SFOGG, CAN YOU PLEASE POST THAT URL AGAIN...MUCH THANKS.


HTH.

sfogg
05-27-07, 12:18 PM
Joel,

http://www.avsforum.com/avs-vb/showthread.php?p=10075402&&#post10075402

Shawn

sfogg
05-27-07, 12:20 PM
Martin,

"Unfortunately it was never painless from me. Most PCs don't have serial ports now and I, like others, had problems getting my USB - serial adapter to work."

What serial adapter do you have? IME Keyspans and Belkins work very well. If you have one of the no-name units you might try picking up a Keyspan if you are still having problems.

Shawn

jonesthegas
05-27-07, 03:02 PM
Thanks guys I'll look into this. My serial adapter works now but it was far from plug and play at first. I have a LAN port in my HT room so this looks like a neat solution.

Martin

Joelc
05-27-07, 03:07 PM
Joel,

http://www.avsforum.com/avs-vb/showthread.php?p=10075402&&#post10075402

Shawn

Shawn, thanks...very helpful.

Krobar
05-27-07, 03:17 PM
My Onkyo TX-NR1000 made the same claim for a receiver. I fell
for all the propaganda about "future proofing" my home theater
as one would be able to get upgraded card modules and just
slide them in to replace existing one. Well after a couple of years
I finally got rid of the unit because Onkyo never released any
modules in the US-- just alot of promises as they focused
instead on releasing new receivers instead.

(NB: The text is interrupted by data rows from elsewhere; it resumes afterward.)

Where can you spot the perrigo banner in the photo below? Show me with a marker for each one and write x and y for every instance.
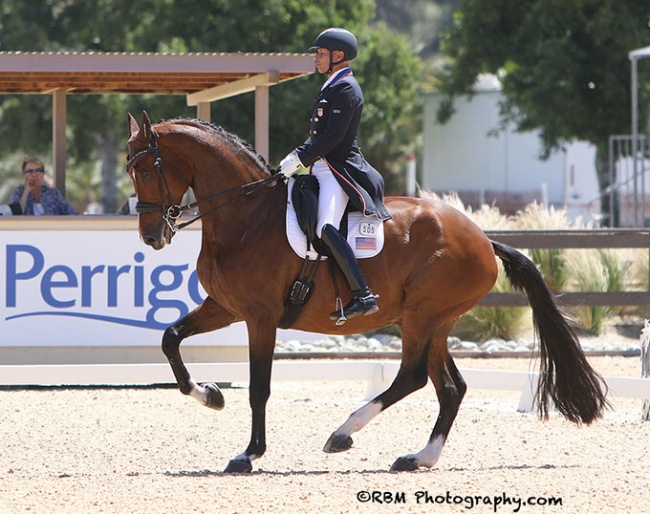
(98, 288)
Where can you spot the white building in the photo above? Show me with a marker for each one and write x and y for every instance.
(470, 155)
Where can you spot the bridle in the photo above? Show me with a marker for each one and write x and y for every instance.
(172, 212)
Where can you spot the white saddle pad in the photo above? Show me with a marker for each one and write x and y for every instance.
(365, 235)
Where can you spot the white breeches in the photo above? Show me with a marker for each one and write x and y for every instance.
(332, 200)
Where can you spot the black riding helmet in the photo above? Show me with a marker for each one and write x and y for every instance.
(337, 39)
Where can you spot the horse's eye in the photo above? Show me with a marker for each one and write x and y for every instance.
(144, 172)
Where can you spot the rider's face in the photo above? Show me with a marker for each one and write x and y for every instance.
(322, 60)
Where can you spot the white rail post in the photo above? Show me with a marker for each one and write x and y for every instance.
(645, 366)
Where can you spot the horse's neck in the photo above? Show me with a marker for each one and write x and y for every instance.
(225, 215)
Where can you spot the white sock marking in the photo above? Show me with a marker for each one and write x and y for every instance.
(359, 419)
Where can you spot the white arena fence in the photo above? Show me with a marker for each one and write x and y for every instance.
(378, 374)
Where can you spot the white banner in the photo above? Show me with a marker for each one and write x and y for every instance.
(99, 288)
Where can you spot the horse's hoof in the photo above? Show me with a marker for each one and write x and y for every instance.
(214, 397)
(239, 466)
(338, 443)
(405, 464)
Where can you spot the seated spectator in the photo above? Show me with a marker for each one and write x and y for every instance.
(35, 197)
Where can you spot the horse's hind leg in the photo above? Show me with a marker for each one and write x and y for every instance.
(207, 317)
(450, 388)
(412, 375)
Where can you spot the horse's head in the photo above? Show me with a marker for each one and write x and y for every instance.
(159, 184)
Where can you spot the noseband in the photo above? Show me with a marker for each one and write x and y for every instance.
(173, 211)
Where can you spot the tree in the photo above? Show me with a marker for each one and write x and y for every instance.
(563, 65)
(97, 122)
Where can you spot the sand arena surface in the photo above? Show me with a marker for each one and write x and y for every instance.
(155, 451)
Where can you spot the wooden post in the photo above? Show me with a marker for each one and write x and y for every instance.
(59, 120)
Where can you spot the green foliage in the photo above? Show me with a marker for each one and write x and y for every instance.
(386, 65)
(563, 64)
(580, 270)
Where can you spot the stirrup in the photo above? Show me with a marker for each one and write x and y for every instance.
(341, 309)
(356, 307)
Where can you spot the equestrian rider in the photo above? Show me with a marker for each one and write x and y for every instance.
(332, 153)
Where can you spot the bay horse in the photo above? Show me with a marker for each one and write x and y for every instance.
(436, 264)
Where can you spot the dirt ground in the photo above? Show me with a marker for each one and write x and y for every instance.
(151, 450)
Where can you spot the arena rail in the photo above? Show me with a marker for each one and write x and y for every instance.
(378, 375)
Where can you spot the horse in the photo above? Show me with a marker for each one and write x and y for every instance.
(435, 265)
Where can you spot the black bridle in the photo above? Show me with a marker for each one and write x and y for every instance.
(173, 211)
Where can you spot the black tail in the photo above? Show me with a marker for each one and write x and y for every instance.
(566, 377)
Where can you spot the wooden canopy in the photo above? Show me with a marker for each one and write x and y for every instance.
(203, 78)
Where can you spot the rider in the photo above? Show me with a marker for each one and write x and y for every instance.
(332, 153)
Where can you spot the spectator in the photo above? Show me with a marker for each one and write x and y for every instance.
(35, 197)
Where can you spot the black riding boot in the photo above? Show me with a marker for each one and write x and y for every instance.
(363, 301)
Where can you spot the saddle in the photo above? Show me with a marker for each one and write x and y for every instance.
(304, 197)
(365, 236)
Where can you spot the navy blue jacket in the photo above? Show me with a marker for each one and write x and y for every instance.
(335, 120)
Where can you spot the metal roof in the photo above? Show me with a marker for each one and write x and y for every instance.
(202, 77)
(140, 73)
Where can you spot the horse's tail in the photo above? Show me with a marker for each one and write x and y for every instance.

The HDP was upgraded as promised. In fact since I got my early release unit it has kept pace with three generations of DVDO products with out costing me anything extra.

I have the Integra version of the Onkyo you are talking about, its 50/50 if we will get an HDMI 1.3 upgrade for that. If Jim Peterson confirms the upgrade potential of the Radiance then you can pretty much consider it fact.

nashou66
05-27-07, 11:39 PM
JP, so far we have a nice group interested in the possible blending feature.

http://www.avsforum.com/avs-vb/showthread.php?t=851150

28 will deffinatly buy if it has this and 10 would like to see it but would still buy. so that is a nice sales pitch. At say about $ 4000 for the radiance(this is a Guess) that is $ 112,000 in sales for sure !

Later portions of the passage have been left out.